マヤ・ズヴェズダ

音海佐弥

「もう……ノンナったら、どこに行っちゃったのよ!」
 しんしんと降り積もる雪のなかで、カチューシャはいじらしく地団駄を踏んだ。ぱふんぱふん、と小さな身体で踏んづけても、やわらかな雪面に小さな足跡が残されるだけで、この雪模様の天気のような彼女の心が晴れることはなかった。
「隊長のカチューシャを置いてけぼりにするなんて、全員シベリア送り五十ルーブルだわ!」
 日の当たらない教室で五十日間の補習ってことですね……と、いつもは隣で補足してくれるノンナが、いまはいない。応えてくれるのは真っ白な雪の上に積もりつもる静寂だけだ。それに気づいて、カチューシャはまた地団駄を踏む。
「ぐすっ……泣いてない、泣いてないんだから……!」


 どうしてこうなったのか。
 今日は戦車道の練習試合。対戦相手は今年度の戦車道全国大会優勝校、西住流の西住みほ(愛称・ミホーシャ)が率いる大洗女子学園との試合だ。準決勝で敗れた因縁の相手との再戦、しかも当時とおなじ雪上戦での試合とあって、カチューシャ、ひいては彼女の率いるプラウダ高校にとってはまさに「雪辱戦」であった。「地吹雪のカチューシャ」「小さな暴君」たるこのカチューシャが、こんどこそこてんぱんに叩きのめして、すべてはこのカチューシャさまより下であることを思い知らせてやる、と意気込んでいた。
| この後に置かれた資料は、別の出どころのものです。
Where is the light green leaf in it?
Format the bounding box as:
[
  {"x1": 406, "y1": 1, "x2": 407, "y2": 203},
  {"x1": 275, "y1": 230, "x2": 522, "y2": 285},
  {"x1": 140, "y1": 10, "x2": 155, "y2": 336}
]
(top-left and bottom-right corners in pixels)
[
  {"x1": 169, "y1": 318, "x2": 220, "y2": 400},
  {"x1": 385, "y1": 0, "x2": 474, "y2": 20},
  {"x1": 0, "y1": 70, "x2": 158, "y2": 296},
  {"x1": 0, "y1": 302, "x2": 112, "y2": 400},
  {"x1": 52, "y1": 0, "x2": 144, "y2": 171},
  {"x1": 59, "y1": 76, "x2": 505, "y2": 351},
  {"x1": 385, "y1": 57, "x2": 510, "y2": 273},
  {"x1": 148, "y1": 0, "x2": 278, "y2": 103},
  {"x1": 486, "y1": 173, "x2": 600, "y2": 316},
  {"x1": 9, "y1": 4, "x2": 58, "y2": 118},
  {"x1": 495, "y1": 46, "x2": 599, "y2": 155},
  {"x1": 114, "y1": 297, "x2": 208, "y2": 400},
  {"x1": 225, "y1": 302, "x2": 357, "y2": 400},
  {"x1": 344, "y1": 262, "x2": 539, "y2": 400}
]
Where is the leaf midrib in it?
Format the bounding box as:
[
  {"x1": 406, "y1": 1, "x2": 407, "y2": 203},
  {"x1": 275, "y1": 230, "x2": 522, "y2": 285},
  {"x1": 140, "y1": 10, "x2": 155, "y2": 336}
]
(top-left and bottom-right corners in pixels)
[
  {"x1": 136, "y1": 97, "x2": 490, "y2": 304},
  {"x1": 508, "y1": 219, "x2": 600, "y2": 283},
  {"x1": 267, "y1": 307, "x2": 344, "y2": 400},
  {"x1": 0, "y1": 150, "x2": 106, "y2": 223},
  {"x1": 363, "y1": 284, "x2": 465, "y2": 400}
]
「大洗の西住隊長とまた試合できるのがうれしいな、って思っているんですね」とノンナにからかわれたが、「ち、ちがうわよ!」とちゃんと否定しておいた。だってちがうもん。ミホーシャと対戦できるのはうれしいけれど、それはカチューシャの手で改めてひねりつぶせることがうれしいんだから。
 試合は順調に運んでいた。頼れる同志であるKV−2重戦車は早々に撃破されてしまったが、高火力を活かした部隊編成とカチューシャの巧妙な作戦指揮で、大洗を着々と追いつめていた。準決勝とおんなじようにキルゾーンにまで誘い込み、周囲を包囲して、建物のなかに追いつめた。全員土下座して降伏すれば許してやろうと思ったけれど、カチューシャの思慮はバイカル湖よりも深いから、三時間は待ってあげよう。ちょうどおなかも空いて眠いし。ノンナに三時間待つことを指示すると、くすっと笑いながら大好きなボルシチを作ってくれた。どうして笑ったのか気になるけれど、まあいいや、カチューシャの懐はシベリア平原より広いんだから。
「楽しそうですね」
 ボルシチを食べていると、ノンナがへんなことを訊いてくる。楽しそう?
「なにがよ」
「……なんでもありません。ほら、口のまわりが汚れていますよ」
「っ! わかってるわよ、大丈夫、自分でできるもん!」
 ボルシチをいっぱい食べて満腹になり、眠くなったので横になった。「三時間後に起こして。いい報せを待ってるわよ」とノンナに言いつけ、眠りに落ちた。
 目が覚めると、あたりには誰もいなかった。


 カチューシャは雪原を歩いた。
 雪はますますその強さを増してきているような気がする。薄暗い闇が支配する雪原の静寂は、まるでスターリングラードの戦いの前夜みたいだと思ったが、実際カチューシャはその戦いのなんたるかをあまりよくわかっていない。
「さむい……」
 ヘルメットを深くかぶる。降雪のせいで視界はあまりよろしくない。ふだんは雪上迷彩として活躍しているプラウダ戦車の白色塗装も、こんなときには恨めしく思う。もう、この雪のなかじゃあ、どこにいるかぜんぜんわかんないじゃないのよ!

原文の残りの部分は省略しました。